What successive Ministers for Health were doing about this is another question. The report notes "the paucity of written evidence of the Minister's involvement and of the Minister's own views on the subject" on the official record and expresses concern at "this apparent reluctance to record the Minister's involvement". The person who is supposed to be accountable to the Dail for the operation of legislation seems conspicuously absent.

But there is a clearer answer to the question of what the Dail itself was doing about the subversion of legislation which it had passed: nothing. If, as the Ombudsman points out, "the system had functioned properly in this case, the issue of requiring adult sons and daughters to contribute to their parents' nursing home costs would have been raised, debated and decided upon within the Oireachtas".

That none of this happened shows yet again the fallacy of believing that we live in a parliamentary democracy.
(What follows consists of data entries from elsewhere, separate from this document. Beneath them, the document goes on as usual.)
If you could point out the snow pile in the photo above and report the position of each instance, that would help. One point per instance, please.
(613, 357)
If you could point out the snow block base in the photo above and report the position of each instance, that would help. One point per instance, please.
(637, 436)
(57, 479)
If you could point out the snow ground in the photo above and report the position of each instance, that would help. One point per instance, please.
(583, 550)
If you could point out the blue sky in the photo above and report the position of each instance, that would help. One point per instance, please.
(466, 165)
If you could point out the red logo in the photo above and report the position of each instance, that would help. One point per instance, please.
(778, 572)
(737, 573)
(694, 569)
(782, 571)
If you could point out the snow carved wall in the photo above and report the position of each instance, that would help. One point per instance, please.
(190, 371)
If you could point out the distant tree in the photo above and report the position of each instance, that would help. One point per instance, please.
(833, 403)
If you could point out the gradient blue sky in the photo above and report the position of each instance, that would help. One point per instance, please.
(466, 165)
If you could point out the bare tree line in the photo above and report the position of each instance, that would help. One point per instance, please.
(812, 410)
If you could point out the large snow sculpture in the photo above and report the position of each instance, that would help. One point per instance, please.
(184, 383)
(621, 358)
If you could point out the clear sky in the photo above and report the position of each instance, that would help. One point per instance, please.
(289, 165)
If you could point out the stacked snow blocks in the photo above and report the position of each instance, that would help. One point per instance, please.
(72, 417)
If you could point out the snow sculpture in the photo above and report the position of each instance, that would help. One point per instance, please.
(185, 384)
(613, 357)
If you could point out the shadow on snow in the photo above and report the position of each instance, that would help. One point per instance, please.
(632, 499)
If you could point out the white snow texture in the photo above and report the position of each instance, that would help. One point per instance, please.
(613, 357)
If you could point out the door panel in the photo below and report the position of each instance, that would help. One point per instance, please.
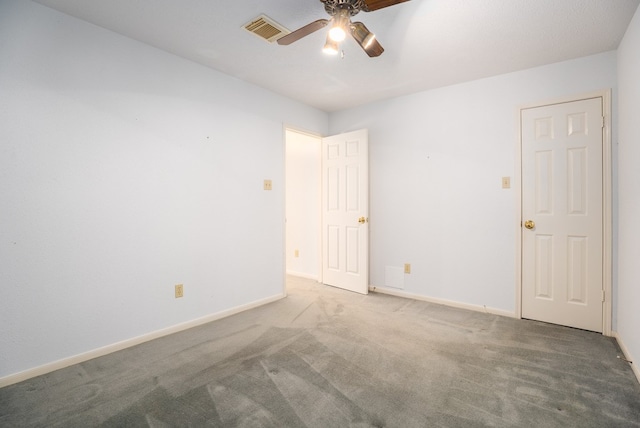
(345, 200)
(562, 255)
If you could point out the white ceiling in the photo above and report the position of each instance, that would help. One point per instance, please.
(428, 43)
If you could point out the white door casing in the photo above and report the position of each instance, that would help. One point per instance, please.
(562, 194)
(345, 206)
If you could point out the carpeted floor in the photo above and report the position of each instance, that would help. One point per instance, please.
(324, 357)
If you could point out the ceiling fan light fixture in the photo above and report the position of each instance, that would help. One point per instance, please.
(338, 31)
(331, 47)
(366, 43)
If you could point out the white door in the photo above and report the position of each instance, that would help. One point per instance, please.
(345, 211)
(562, 209)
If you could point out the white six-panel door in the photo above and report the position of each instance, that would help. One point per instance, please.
(562, 209)
(345, 205)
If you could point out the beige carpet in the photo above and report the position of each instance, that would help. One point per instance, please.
(324, 357)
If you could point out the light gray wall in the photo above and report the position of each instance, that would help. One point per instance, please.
(628, 180)
(436, 163)
(123, 171)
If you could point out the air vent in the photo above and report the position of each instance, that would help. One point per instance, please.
(266, 28)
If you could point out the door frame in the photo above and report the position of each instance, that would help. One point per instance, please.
(318, 227)
(607, 219)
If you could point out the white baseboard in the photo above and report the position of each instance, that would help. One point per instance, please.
(451, 303)
(99, 352)
(627, 356)
(303, 275)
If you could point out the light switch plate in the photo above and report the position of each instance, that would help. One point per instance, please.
(506, 182)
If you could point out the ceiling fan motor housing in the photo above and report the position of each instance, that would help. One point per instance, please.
(332, 7)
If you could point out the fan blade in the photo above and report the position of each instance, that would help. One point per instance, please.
(371, 5)
(303, 31)
(366, 39)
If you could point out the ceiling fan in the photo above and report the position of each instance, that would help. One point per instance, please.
(341, 12)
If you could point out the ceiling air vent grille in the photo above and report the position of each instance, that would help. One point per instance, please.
(266, 28)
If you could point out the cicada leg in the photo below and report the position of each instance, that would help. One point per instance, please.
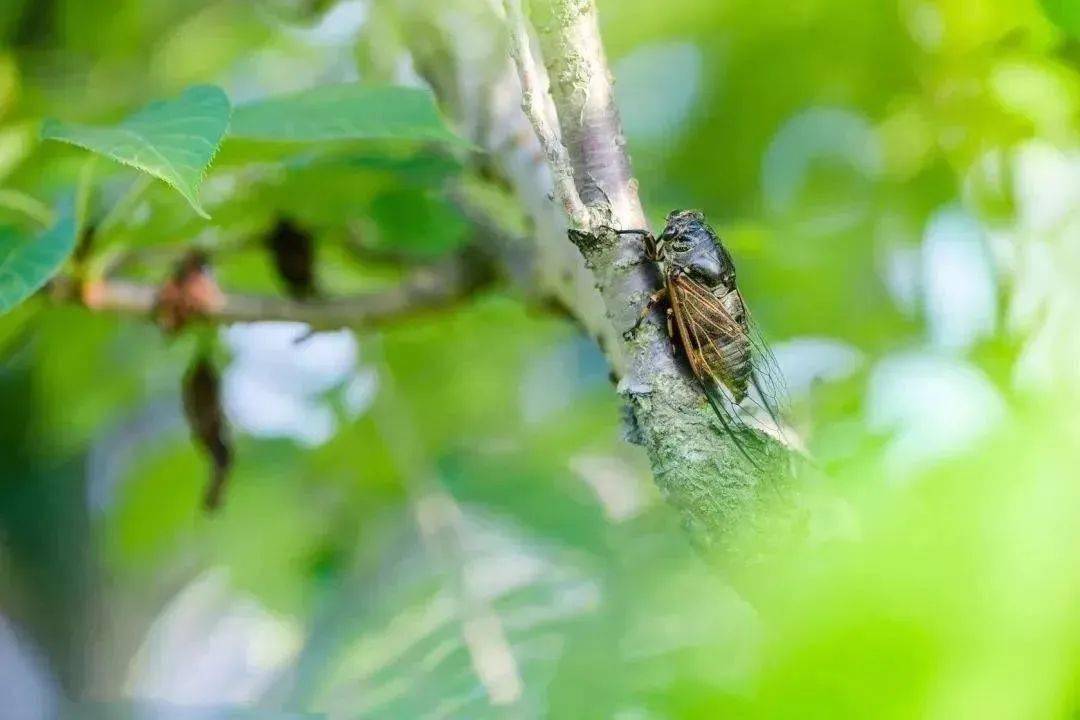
(655, 299)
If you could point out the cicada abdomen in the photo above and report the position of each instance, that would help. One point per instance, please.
(710, 322)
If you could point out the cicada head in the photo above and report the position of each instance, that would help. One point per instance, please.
(688, 244)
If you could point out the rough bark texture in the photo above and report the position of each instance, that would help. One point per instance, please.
(697, 466)
(463, 50)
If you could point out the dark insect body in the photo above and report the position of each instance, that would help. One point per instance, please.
(710, 322)
(202, 407)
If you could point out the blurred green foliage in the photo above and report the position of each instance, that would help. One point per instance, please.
(829, 140)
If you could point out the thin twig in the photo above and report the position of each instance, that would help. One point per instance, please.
(532, 105)
(424, 290)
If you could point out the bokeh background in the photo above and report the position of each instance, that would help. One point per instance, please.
(441, 519)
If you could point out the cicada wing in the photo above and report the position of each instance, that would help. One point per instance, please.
(703, 328)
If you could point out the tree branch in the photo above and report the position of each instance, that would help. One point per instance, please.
(698, 467)
(534, 107)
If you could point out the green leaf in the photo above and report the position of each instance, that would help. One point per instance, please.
(174, 140)
(343, 112)
(1065, 14)
(27, 265)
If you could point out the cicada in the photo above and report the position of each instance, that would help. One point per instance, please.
(710, 322)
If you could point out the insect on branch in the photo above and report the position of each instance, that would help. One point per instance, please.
(535, 110)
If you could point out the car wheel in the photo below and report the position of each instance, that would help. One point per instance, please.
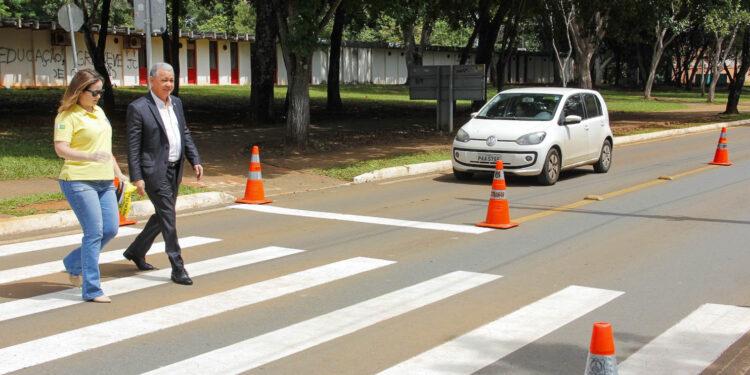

The parliamentary side of the equation is summed up in a devastating understatement: "The notion that the Oireachtas sets policy, makes the laws and then leaves it to the executive to implement the laws does not fit with how government operates in practice." As for the democratic notion that the State exists to uphold the rights of its citizens, the conclusion that "there is little evidence that notions of the rights of applicants were paramount" says it all.

Here, then, was a timely and devastating reminder that there is a crisis in the fundamental relationship of the citizen to the State. As in the hepatitis C and HIV scandals that involved the Department of Health, we see a supposedly democratic State treating vulnerable citizens as the enemy. When this urgent message arrived at Leinster House, its occupants were engaged with, among other things, rewarding themselves for a job well done.